When I first read David Brooks’s Bobos in Paradise, I rushed the word flexidoxy up to the top of my list with this entry. It wasn’t that the word was so important, but that it was a library book that I would need to return and it didn’t seem worth it to take notes when I could just write the entry.
The most important word from the book was one whose meaning I could remember without the book in front of me. Bobo. An invented abbreviation of bohemian bourgeoisie. Brooks’s whole premise is that the new American elite is this odd combination of two forces that were polar opposites in the old America. Now, Burlington, VT, crawls with a wealthy elite dressed in jeans and t-shirts.
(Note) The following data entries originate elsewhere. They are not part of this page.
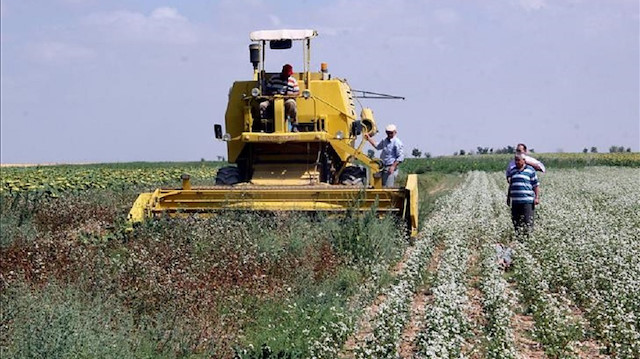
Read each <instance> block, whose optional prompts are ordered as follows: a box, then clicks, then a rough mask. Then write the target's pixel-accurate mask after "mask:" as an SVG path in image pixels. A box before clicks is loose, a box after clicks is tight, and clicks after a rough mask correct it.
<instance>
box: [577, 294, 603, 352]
mask: <svg viewBox="0 0 640 359" xmlns="http://www.w3.org/2000/svg"><path fill="white" fill-rule="evenodd" d="M570 308H571V314H572V315H573V317H574V318H576V319H577V320H578V322H579V323H583V325H584V329H585V330H584V331H585V332H590V330H589V329H590V328H589V327H590V326H589V321H587V320H586V319H585V318H584V312H583V311H582V309H580V308H579V307H578V306H577V305H575V304H573V302H572V305H571V306H570ZM600 349H604V346H603V345H602V344H601V343H600V341H598V340H597V339H590V338H584V339H583V340H580V341H578V342H577V343H576V352H577V353H578V357H580V358H590V359H591V358H593V359H604V358H610V356H608V355H605V354H600Z"/></svg>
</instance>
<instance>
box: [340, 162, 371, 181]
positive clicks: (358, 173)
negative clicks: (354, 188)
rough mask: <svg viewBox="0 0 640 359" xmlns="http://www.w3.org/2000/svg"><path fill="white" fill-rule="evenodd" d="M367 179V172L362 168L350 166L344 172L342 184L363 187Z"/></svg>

The book is full of wonderful observations, but one stands out for me as a teacher to the Bobos of New York. He offers the best explanation I’ve ever heard as to why the parents of my students are so obsessed with college. The new elite, Brooks writes, is laden with anxiety. While the old elite could rest assured that the family name would be enough to leave their legacy, the Bobos know they live in word were a name cannot ultimately trump ability. Their children will not inherit their status simply because they share a genetic code. Therefore, they put an enormous amount of pressure on their kids to repeat their success. The children internalize it and become one with the anxiety as well.
Brooks credits this anxiety as the reason for their success, but it comes at a cost. The students I now teach will never be able to see school as anything but a test for them to reach the next level. It is too ingrained into their upbringing.